Com nove mandatos consecutivos, Milton Capel ainda pretendia tentar novamente a reeleição, mas teve receio de uma impugnação. Inicialmente, o parlamentar alegou que a decisão foi tomada aos poucos, mas seu filho, Rodrigo Capel (PV), confirmou que a decisão foi tomada às pressas. “Pegou a gente de surpresa. De repente a gente se viu tendo 24 horas para decidir e isso foi feito em uma reunião de família”, esclareceu o vereador eleito com 3.056 votos.

Diferentemente do pai, que teve trabalho marcadamente forte na questão de regularização fundiária, Rodrigo Capel – que é advogado e tem 35 anos – pretende focar nos direitos sociais. “Direito à Saúde, à educação, essas coisa a gente já faz no escritório. Auxiliamos muitas pessoas na busca por uma vaga em creche, um atendimento na Saúde, conseguir um medicamento de alto custo”, citou.

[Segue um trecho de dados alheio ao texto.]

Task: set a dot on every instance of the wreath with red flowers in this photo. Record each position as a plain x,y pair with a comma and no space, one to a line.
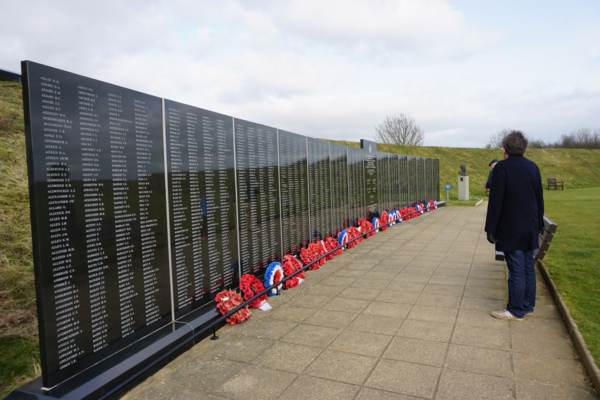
296,264
366,226
384,220
288,269
318,251
331,244
227,300
250,286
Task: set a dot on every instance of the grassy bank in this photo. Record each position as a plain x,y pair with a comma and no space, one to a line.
576,167
19,354
574,257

Milton Capel afirma que pretende auxiliar com sua experiência na trajetória do filho. “Minha contribuição foi muito valiosa para Diadema. Tive apenas 28 dias para fazer campanha e transferir parte dos meus votos para ele e conseguimos. Confio muito que vai fazer um grande trabalho em prol da cidade, já que tem muitos planos políticos”, declarou.

“Filhotismo”

A cientista política da Universidade Federal de São Carlos (UFSCAR), Maria do Socorro Souza Braga, explica que esse fenômeno de transferência de votos entre pais e filhos tem um nome: filhotismo. “É muito comum em cidades pequenas do Nordeste, mas acontece em quase todo o país”, destacou.

No ABC

O vereador de Santo André Luiz Zacarias (PTB) também teve o filho, Lucas Zacarias de Araújo (PTB), eleito no domingo, assim como o vereador de Mauá Wagner Rubinelli (PT), que transferiu seus votos pa­ra o filho Fernando Rubinelli (PDT). Os vereadores e seus filhos não foram localizados pela reportagem para comentar o assunto.